Let’s start with “what is the problem I’m trying to solve here”.
I’m responsible for designing Hunchworks. I’m also responsible for making it what the users need, and for understanding and fitting into the systems that they already use to do hunch-style collaborative inference. Now we know a bit about business analysis, so we’ve spent a while looking for these existing systems, and found them mainly in two places: closed discussion groups (e.g. Googlegroups), and Skype group chats.

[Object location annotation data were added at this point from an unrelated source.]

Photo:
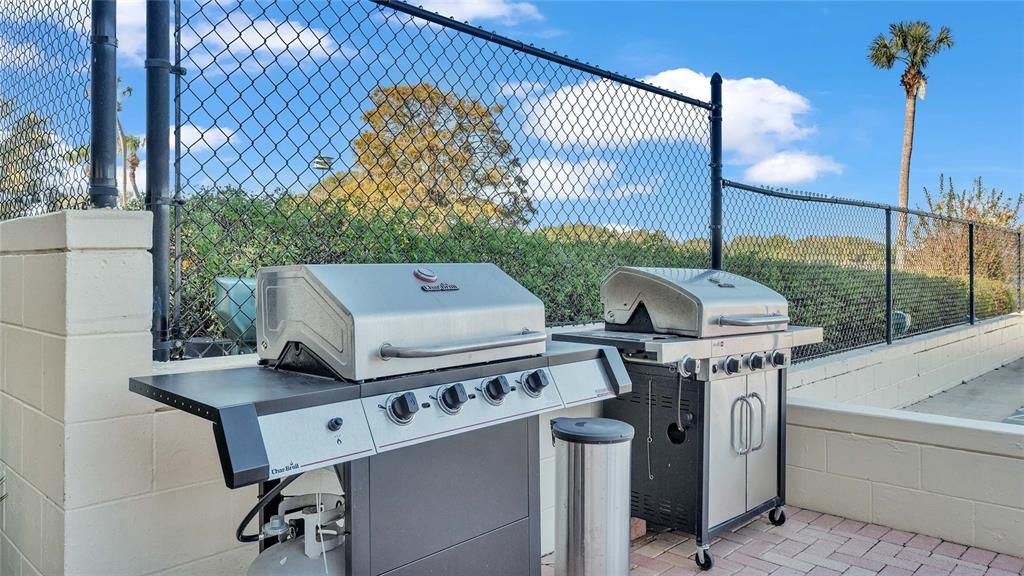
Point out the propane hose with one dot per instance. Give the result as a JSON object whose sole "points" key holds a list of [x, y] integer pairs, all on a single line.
{"points": [[262, 503]]}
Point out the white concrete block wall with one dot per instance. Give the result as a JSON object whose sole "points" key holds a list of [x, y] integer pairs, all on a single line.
{"points": [[100, 480], [911, 369], [953, 479]]}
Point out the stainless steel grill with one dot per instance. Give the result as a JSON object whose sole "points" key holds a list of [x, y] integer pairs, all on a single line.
{"points": [[708, 353], [421, 384]]}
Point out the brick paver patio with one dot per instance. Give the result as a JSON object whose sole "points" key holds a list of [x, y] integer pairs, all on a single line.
{"points": [[814, 544]]}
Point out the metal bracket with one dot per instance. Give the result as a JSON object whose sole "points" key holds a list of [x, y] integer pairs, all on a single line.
{"points": [[165, 202], [167, 344], [161, 63], [103, 39]]}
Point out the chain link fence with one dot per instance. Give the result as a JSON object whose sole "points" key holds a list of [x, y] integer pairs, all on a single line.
{"points": [[829, 257], [351, 132], [355, 132], [44, 107]]}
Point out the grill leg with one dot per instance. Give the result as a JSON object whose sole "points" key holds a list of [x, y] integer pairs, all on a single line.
{"points": [[702, 558]]}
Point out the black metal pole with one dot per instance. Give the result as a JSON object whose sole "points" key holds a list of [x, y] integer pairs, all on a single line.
{"points": [[716, 171], [103, 94], [158, 69], [889, 276], [970, 257]]}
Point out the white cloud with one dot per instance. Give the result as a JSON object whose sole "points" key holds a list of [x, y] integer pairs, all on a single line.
{"points": [[131, 34], [506, 12], [556, 179], [762, 120], [520, 89], [791, 167], [197, 138], [20, 54], [759, 116]]}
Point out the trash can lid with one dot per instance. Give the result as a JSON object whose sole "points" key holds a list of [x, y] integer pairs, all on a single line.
{"points": [[591, 430]]}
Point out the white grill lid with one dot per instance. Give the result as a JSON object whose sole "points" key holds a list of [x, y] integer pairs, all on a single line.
{"points": [[372, 321], [693, 302]]}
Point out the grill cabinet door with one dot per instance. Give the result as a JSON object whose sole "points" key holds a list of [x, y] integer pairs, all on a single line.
{"points": [[727, 467], [762, 463]]}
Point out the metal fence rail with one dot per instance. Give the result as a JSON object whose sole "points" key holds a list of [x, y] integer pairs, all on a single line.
{"points": [[352, 132], [44, 107], [869, 273]]}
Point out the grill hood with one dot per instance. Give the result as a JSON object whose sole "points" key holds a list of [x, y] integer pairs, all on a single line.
{"points": [[372, 321], [699, 303]]}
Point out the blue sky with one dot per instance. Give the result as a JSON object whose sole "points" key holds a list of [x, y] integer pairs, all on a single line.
{"points": [[804, 109], [971, 123]]}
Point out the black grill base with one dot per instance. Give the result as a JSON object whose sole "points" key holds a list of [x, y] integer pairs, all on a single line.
{"points": [[673, 498]]}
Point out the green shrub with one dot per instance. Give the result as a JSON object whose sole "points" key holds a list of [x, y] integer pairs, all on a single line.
{"points": [[230, 233]]}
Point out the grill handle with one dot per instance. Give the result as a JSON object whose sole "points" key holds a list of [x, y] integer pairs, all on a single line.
{"points": [[753, 320], [764, 414], [388, 352], [745, 415]]}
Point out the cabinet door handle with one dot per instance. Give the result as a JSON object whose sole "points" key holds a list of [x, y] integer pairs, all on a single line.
{"points": [[764, 413], [741, 449]]}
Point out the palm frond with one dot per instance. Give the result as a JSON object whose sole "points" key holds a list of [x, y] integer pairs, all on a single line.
{"points": [[882, 53]]}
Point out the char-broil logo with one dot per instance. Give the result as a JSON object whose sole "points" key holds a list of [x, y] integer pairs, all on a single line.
{"points": [[439, 287], [289, 467]]}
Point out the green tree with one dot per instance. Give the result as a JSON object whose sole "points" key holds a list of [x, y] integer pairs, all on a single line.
{"points": [[436, 154], [912, 44], [26, 145]]}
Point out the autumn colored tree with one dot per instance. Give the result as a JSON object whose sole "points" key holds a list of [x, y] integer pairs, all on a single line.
{"points": [[435, 154]]}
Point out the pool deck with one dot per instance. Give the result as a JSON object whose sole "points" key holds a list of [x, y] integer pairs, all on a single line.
{"points": [[814, 544], [991, 397]]}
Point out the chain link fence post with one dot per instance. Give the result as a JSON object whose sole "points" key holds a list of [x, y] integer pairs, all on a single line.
{"points": [[970, 259], [1020, 280], [103, 92], [889, 276], [158, 69], [716, 171]]}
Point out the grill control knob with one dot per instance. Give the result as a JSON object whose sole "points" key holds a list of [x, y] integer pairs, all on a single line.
{"points": [[535, 382], [731, 365], [496, 389], [402, 407], [452, 398]]}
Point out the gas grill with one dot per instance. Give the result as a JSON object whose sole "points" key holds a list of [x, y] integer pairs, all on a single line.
{"points": [[708, 353], [421, 385]]}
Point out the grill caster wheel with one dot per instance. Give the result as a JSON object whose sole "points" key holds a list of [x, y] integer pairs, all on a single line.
{"points": [[704, 560]]}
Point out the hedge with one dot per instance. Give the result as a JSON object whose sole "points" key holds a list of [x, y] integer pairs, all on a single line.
{"points": [[235, 234]]}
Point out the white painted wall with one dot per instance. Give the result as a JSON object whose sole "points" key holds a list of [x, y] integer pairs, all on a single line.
{"points": [[911, 369], [100, 481], [950, 478]]}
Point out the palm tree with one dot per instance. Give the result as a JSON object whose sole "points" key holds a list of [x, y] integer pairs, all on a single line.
{"points": [[912, 44], [131, 146], [123, 142]]}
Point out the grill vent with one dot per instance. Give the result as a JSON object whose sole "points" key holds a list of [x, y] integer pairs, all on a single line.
{"points": [[660, 400], [662, 511]]}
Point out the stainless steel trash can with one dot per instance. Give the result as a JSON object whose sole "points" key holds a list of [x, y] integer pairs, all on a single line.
{"points": [[592, 497]]}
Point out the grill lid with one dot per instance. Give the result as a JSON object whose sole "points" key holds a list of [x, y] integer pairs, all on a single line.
{"points": [[693, 302], [371, 321]]}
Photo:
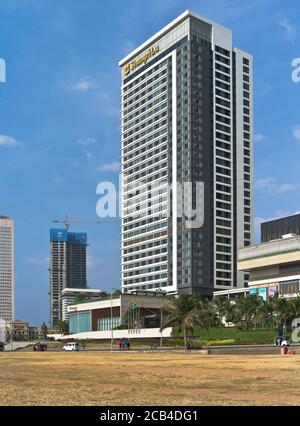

I’ve traced (and anonymised) a couple of threads by hand – the main point is the type of information that people post rather than who and what it is – but whilst I was doing it I realised there were mining tools that could help with this, and my usual problem of not being able to find information on X in a Googlegroup after it’s posted (no, the search doesn’t work for this). Also, any visualisation or compression could be extremely useful to people trying to navigate the thousands of emails and hundreds of topics that thread their way through the crisismapping googlegroups.
Getting the Data
So to work. The first thing I needed was googlegroups data into my machine. There’s an RSS feed for group NameHere at http://groups.google.com/group/namehere/feed/rss_v2_0_topics.xml but that appears to be only for new posts. A Google search on “mining google groups –site:groups.google.com” didn’t show anything, but I did get a useful journalists guide to Google’s search operators as commiseration prize. And then paydirt: a PHP Googlegroup scraper that produces xml, that I’ve modified to dump xml into a file.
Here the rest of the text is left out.